Log Anomaly: opencode Routing Parse Failure
The router failed to parse a routing response from opencode/mimo-v2-omni-free for task internal:20402 — streaming JSON lines before the routing result. The engine recorded a cooldown and fell back successfully. This is the same pattern from yesterday; it is handled.
Retrospective Follow-ups (from 2026-03-27 evening)
- #1142 (session leaks + secret exposure) — fixed via #1158
- #1141 (delegation JSON corruption) — fixed via #1146
- #1149 (persistent chat sessions) — merged via #1150
- CLI version drift — resolved, both at v0.43.0
- opencode silent exit-0 root cause — mitigated (#1165, #1166, #1135, #1144) but root cause (github-copilot/* model instability) is not eliminated. Escalation and pool exhaustion handling are now in place.
- Update SKILL.md — operational learnings about silence detection and cooldown behavior not yet captured in documentation.
Today's Priorities
- Resolve #1169 (github-copilot ~99% failure) — currently in_review. If the fix lands, verify the failure rate drops. If it doesn't, disable
github-copilot/*in config. - Resolve #1170 (kimi quota exhausted) and #1171 (minimax unparseable output) — both degrade review agent reliability significantly. Kimi quota may self-heal; minimax needs a parser fix.

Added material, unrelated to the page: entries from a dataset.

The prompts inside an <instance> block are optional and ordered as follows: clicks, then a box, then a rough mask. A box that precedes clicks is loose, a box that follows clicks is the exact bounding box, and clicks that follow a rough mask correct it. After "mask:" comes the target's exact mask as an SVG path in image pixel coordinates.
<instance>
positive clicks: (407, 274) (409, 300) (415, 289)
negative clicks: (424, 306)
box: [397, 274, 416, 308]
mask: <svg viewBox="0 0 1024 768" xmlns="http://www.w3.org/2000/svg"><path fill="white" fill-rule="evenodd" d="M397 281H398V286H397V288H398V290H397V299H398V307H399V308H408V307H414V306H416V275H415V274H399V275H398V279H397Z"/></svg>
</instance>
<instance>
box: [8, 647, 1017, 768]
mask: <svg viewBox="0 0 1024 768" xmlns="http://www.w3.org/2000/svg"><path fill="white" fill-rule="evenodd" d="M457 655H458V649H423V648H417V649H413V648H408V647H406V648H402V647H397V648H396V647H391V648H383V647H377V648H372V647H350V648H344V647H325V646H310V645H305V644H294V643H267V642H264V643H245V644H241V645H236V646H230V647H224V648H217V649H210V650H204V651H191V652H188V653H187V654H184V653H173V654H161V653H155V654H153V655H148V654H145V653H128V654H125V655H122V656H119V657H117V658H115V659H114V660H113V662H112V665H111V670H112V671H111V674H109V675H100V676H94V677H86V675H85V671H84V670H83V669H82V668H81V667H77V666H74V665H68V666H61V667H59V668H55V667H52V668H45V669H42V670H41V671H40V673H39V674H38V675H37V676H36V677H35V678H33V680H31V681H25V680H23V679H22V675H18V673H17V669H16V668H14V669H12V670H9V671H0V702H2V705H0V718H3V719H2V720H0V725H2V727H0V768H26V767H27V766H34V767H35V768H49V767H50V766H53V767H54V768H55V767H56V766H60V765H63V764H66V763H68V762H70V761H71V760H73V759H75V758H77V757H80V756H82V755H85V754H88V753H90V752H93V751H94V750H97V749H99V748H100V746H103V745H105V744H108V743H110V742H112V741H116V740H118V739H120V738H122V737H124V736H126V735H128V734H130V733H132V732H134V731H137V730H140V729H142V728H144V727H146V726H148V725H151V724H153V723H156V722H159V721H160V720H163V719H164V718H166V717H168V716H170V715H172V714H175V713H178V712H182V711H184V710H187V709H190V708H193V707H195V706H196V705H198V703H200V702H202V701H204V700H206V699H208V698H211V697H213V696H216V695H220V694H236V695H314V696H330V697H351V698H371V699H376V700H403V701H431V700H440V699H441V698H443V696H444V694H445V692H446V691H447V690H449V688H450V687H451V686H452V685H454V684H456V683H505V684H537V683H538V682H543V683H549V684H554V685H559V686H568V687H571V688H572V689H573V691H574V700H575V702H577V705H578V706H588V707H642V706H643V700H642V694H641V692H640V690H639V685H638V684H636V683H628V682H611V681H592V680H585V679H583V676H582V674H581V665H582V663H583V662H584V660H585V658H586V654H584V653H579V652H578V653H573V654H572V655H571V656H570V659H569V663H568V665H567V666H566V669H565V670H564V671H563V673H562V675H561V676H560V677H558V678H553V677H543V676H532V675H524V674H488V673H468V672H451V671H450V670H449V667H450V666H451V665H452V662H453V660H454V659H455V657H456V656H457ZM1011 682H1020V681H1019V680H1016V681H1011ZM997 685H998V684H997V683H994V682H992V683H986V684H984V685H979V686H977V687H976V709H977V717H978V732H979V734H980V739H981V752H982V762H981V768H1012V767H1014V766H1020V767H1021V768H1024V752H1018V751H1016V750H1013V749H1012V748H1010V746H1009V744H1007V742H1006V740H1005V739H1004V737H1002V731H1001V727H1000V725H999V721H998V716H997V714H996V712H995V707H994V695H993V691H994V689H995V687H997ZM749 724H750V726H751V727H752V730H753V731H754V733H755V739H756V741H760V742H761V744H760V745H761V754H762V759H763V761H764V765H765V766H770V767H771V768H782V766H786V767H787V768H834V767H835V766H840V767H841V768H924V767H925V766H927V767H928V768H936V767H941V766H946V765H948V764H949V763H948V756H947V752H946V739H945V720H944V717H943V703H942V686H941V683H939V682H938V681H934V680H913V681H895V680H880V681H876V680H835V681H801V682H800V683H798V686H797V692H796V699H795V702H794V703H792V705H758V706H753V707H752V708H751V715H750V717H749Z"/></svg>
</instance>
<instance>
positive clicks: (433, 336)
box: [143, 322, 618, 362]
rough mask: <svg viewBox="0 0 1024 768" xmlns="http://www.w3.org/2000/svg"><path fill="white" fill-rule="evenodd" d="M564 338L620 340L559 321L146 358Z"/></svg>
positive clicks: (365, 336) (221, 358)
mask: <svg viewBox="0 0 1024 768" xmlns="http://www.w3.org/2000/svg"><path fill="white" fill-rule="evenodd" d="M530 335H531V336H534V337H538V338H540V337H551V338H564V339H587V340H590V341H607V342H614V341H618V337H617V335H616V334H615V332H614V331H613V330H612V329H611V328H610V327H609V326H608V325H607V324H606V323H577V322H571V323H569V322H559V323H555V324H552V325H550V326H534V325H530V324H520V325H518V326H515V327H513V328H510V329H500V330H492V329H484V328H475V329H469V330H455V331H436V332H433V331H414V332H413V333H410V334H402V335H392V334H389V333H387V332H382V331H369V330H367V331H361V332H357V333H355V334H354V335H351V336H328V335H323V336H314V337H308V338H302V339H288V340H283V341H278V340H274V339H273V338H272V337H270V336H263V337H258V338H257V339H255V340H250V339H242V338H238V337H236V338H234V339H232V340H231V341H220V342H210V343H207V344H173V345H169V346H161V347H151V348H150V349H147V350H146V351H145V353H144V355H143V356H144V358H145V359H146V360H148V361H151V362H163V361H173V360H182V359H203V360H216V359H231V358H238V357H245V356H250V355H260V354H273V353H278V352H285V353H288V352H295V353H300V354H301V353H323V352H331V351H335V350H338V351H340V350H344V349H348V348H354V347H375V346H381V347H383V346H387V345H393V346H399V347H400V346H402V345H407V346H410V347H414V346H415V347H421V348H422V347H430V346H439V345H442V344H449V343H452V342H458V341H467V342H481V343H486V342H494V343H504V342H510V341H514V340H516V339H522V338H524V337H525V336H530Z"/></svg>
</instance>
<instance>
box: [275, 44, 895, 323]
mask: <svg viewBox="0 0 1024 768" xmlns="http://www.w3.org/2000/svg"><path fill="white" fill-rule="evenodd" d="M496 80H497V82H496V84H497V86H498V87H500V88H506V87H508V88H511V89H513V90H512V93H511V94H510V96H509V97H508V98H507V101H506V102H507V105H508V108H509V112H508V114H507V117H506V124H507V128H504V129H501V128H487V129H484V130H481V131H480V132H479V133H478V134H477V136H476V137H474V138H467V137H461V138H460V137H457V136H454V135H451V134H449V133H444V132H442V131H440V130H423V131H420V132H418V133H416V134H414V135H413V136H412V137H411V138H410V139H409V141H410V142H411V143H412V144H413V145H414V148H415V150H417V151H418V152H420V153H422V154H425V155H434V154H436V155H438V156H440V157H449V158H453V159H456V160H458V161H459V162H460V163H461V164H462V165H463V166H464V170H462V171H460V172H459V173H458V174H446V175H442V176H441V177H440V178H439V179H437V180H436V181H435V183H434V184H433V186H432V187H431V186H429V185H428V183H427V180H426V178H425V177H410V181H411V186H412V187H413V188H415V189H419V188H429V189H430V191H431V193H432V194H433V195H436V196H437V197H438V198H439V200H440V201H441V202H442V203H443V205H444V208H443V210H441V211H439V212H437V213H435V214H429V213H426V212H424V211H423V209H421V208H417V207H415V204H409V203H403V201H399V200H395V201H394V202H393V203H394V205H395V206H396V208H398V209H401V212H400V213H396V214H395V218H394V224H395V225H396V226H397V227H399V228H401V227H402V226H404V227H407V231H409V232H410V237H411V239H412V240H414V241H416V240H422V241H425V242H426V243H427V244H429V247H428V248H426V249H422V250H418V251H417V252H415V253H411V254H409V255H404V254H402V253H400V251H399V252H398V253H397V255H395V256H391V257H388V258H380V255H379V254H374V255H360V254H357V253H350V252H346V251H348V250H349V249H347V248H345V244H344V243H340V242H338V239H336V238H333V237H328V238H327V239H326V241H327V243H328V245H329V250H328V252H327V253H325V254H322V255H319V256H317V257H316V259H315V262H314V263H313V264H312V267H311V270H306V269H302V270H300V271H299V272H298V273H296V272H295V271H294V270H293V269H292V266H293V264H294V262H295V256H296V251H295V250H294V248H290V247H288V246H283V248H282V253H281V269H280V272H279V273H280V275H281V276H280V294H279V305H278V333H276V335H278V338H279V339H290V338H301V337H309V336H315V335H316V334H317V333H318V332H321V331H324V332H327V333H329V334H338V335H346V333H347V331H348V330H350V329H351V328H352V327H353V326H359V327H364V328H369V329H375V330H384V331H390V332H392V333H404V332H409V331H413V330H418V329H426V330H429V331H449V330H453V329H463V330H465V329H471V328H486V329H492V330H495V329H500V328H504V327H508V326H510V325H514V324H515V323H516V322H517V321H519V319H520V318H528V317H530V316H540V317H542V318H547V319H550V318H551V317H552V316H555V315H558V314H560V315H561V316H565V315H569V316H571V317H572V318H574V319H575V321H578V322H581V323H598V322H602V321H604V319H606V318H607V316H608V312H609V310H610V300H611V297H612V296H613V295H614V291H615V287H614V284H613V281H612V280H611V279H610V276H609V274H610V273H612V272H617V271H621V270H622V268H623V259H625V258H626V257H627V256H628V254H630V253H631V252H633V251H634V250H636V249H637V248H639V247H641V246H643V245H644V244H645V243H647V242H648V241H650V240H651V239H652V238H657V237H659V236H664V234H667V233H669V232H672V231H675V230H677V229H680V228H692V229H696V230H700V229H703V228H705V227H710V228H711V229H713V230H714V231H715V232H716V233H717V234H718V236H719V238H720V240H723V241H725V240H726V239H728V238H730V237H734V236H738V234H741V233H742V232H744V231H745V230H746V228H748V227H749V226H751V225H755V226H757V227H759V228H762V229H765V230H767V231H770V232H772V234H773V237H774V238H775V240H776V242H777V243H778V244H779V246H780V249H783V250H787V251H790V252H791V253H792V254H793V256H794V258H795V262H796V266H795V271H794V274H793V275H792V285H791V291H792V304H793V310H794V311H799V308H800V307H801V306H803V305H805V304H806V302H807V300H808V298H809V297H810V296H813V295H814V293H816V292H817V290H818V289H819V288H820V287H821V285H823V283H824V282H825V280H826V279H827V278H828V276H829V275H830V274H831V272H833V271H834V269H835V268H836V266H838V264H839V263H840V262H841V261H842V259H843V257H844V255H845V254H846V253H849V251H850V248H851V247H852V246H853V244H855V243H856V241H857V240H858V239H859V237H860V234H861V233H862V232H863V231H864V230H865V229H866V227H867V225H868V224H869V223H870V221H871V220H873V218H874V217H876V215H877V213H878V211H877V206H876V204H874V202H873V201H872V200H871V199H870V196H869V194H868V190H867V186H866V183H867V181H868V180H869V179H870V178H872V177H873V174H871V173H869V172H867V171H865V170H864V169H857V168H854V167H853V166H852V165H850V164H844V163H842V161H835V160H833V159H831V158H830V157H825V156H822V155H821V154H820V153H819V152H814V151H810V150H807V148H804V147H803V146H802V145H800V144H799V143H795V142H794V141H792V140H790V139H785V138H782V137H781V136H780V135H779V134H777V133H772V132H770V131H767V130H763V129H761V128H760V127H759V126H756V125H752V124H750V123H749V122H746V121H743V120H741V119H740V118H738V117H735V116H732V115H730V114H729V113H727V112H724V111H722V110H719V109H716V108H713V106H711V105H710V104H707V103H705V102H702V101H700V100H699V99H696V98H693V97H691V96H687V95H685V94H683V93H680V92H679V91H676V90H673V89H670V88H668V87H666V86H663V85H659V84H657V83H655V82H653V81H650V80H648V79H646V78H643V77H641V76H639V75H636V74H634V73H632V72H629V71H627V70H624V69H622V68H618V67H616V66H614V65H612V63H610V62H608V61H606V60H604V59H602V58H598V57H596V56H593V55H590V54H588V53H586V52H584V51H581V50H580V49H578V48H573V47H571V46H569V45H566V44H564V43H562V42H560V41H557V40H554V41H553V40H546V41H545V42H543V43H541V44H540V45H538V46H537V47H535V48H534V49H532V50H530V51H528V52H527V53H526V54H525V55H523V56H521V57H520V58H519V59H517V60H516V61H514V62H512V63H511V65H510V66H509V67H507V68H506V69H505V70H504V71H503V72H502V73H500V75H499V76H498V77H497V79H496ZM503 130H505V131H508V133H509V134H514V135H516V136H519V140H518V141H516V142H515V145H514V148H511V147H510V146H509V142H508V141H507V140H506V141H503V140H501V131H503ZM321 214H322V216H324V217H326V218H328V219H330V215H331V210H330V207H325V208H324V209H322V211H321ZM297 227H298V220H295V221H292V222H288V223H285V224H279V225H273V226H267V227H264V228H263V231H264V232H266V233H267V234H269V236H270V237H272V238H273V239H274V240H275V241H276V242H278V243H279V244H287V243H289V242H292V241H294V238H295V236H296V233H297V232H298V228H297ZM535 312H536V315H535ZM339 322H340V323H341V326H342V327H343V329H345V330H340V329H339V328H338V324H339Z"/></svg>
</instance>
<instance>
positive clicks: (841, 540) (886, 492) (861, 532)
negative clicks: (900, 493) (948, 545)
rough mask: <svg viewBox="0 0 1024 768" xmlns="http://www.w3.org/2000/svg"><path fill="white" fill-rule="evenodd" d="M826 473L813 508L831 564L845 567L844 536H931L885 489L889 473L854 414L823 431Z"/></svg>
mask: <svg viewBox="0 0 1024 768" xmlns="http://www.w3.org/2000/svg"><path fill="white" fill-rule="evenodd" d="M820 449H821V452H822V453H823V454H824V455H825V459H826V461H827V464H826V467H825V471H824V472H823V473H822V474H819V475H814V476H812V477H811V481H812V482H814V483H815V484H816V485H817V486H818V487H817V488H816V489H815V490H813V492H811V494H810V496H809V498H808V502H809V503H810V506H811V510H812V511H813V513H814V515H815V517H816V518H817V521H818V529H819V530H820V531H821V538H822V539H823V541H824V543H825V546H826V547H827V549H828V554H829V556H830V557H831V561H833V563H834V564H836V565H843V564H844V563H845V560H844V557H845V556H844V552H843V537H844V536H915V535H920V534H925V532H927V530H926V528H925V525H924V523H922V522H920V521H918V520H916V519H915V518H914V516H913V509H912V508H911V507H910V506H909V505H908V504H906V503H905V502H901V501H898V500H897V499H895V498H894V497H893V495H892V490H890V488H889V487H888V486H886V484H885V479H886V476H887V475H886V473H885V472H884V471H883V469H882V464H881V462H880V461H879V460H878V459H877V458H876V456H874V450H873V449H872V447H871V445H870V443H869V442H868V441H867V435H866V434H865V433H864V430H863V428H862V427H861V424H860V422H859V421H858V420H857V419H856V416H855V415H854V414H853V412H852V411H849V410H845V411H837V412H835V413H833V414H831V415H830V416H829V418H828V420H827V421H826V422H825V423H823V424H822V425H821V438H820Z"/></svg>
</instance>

- Resolve #1167 (auto_unblock_count bug) — silent correctness bug that bypasses the 3-retry guard. Small fix but high impact on task lifecycle correctness.

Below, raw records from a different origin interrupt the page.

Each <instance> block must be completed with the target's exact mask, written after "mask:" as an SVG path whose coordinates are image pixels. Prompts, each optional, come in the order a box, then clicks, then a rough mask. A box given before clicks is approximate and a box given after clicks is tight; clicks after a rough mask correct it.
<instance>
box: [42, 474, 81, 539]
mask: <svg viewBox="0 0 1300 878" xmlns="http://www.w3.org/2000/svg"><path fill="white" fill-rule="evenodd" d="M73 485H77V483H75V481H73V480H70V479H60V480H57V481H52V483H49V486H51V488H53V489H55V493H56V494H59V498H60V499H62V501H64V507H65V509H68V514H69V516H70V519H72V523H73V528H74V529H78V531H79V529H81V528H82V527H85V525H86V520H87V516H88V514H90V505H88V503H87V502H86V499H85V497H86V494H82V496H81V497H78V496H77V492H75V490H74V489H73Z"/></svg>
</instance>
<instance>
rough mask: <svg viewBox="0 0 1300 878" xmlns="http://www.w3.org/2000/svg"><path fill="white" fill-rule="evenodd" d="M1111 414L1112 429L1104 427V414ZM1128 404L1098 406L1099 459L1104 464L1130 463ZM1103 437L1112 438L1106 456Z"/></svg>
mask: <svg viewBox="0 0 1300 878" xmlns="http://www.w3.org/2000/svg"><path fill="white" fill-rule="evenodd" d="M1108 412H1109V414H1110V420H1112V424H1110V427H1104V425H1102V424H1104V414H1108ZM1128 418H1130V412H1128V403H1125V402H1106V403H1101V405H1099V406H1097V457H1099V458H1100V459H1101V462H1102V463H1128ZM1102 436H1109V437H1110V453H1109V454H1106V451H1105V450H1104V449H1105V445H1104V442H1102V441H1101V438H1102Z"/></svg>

- Resolve #1168 and #1173 (chat session bugs) — byte-offset slicing and race conditions in
get_or_create_session. Lower urgency but could cause data corruption. - Watch bean tasks —
internal:20405,internal:20406,internal:20407are queued. Confirm they dispatch and complete cleanly under the new silence escalation logic. - Update SKILL.md — capture silence detection and cooldown escalation patterns. Low urgency.